Lunchtime news Monday 27 October 2015



Gordon Brown has called for a cut in interest rates to stimulate the economy. The Prime Minister said inflation was coming down – allowing the Bank of England to respond with further cuts to bring down the cost of borrowing to families and businesses. And in a speech today, he will pledge to crack down on the jobless – despite fears that unemployment may rise to three million. ‘The very moment in an economic downturn when we need to invest in human capital is no time to slow down welfare reform,’ he will say. The speech is to mark the day incapacity benefit is replaced by the new employment and support allowance.

Thousands of homes are being seized by banks using a legal loophole. Some with debts of as little as £1,000 have been served with charging orders, which allow creditors to demand the sale of a property. It comes a week after Yvette Cooper, the chief secretary to the Treasury, told banks to cut repossessions following predictions that two million householders would fall into negative equity by 2017. The Ministry of Justice said that 97,026 charging orders were granted by courts in England and Wales last year, a 10-fold increase since 2000.

And the Prime Minister’s flagship plan for a string of eco-towns across Britain has been dealt a critical blow, with only two of the 10 sites promised now expected to be built. The plans are now in jeopardy thanks to a combination of the credit crunch, a collapsing construction industry and fierce local opposition.

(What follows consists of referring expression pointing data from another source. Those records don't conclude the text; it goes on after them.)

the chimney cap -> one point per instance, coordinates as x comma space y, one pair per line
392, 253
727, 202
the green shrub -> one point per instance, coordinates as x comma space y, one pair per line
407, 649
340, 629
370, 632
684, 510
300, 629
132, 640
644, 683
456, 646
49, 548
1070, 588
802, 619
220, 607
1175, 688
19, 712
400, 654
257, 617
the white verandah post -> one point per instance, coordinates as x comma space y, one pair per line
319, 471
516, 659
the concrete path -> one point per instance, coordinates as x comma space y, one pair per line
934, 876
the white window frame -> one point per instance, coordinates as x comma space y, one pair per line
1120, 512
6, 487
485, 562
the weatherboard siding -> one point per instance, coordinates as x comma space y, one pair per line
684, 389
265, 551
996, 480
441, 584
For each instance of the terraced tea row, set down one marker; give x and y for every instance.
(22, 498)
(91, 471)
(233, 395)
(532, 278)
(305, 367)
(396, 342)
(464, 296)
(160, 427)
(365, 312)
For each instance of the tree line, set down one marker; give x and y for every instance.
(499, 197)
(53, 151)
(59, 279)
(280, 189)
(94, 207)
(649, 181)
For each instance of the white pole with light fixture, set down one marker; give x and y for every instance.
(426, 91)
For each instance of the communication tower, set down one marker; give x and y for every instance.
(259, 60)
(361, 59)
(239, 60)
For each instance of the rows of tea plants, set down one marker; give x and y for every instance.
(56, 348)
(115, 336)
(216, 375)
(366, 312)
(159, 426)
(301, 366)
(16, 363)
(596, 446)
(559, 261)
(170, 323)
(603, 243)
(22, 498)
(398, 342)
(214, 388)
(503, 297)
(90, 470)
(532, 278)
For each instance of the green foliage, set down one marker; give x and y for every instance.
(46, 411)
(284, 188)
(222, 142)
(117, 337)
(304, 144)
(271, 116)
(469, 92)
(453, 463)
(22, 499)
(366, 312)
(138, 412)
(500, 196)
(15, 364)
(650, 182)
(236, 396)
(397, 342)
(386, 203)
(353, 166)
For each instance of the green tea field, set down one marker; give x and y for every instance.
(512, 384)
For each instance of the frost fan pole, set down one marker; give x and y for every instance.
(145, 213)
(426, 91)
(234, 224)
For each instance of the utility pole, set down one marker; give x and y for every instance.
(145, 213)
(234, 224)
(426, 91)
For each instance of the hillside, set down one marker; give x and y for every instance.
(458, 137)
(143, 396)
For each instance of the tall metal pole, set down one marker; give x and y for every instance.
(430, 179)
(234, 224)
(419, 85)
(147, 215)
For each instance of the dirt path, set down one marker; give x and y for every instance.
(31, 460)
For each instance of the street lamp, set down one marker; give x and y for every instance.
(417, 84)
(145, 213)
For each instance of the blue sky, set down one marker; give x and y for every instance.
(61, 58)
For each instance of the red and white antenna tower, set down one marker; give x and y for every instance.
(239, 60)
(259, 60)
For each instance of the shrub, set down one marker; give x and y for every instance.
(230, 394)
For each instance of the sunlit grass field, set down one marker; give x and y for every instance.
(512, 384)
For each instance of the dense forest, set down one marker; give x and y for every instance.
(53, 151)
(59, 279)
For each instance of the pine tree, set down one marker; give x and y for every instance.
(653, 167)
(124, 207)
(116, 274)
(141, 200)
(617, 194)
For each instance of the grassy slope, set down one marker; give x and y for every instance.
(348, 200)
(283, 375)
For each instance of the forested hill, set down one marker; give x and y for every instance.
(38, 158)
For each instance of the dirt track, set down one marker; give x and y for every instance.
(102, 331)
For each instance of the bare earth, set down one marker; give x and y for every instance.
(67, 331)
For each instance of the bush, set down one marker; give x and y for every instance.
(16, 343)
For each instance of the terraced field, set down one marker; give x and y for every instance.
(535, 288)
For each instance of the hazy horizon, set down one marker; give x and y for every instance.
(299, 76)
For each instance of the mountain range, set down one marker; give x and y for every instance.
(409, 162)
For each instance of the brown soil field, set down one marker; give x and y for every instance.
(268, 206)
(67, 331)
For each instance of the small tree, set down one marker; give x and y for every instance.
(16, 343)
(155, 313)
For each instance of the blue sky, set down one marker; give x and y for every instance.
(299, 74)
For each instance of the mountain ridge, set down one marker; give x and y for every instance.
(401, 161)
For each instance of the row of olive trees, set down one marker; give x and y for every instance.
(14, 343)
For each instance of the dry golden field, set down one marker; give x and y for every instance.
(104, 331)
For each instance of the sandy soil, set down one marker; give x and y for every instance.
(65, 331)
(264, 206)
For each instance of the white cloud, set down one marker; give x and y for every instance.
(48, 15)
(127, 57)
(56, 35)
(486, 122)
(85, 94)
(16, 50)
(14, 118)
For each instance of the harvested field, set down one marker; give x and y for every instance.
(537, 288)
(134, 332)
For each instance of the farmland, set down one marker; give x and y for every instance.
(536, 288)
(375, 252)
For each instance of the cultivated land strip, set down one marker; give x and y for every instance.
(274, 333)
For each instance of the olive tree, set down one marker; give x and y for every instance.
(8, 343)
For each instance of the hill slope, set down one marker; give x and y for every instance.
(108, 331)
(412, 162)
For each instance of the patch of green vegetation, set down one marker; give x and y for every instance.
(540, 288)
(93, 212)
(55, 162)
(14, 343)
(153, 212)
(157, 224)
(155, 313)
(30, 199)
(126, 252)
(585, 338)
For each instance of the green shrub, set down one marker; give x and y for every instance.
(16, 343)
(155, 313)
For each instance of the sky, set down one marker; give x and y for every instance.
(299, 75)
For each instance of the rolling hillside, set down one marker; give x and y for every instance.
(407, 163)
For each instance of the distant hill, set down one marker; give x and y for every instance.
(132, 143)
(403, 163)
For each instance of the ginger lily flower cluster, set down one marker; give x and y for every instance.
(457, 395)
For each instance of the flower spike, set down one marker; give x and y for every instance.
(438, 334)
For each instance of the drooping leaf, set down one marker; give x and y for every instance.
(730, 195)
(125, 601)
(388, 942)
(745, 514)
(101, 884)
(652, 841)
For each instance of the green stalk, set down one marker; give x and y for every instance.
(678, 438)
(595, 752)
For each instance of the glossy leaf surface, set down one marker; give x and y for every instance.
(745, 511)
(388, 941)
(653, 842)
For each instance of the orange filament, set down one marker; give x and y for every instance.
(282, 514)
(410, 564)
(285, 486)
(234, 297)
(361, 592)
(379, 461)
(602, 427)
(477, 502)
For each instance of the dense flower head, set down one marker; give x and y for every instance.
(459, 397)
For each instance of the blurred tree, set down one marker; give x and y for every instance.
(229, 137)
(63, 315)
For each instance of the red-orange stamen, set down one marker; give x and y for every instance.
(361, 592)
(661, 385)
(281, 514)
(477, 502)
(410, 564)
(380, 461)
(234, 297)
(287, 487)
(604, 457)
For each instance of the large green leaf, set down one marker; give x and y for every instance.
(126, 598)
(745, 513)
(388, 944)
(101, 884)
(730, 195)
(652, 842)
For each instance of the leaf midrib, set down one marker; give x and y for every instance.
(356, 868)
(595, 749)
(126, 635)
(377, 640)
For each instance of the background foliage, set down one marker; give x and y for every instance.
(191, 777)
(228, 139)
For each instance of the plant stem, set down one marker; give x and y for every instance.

Officials at the Department for Communities and Local Government have concluded only ‘one or two’ of the 15 shortlisted projects are genuinely viable, according to a source close to the discussions. The final decision on how many should go forward is yet to be taken by Margaret Beckett, the new housing minister. But she failed to mention either eco-towns or the government’s wider target to build three million new homes by 2020 – which housing experts are also now openly questioning – when she made her first speech to the Home Builders Federation’s annual conference last week.





House prices are expected to tumble by an average of £40,000 by the end of next year. A study shows a peak-to-trough fall in house prices of up to 20 per cent by December 2016, taking the figure back to 2004 levels. The figures come from the Centre for Economics and Business Research, which predicts the market will not show any signs of stability until 2017. However, the organisation believes prices and sales will see a new boom in 2011 and 2012. The CEBR puts the average house price peak at £196,000 in 2014 with a predicted figure of £57,000 by next Christmas. Some 1.5million properties were bought in 2014. That is expected to plummet to 916,000 this year and 900,000 in 2016.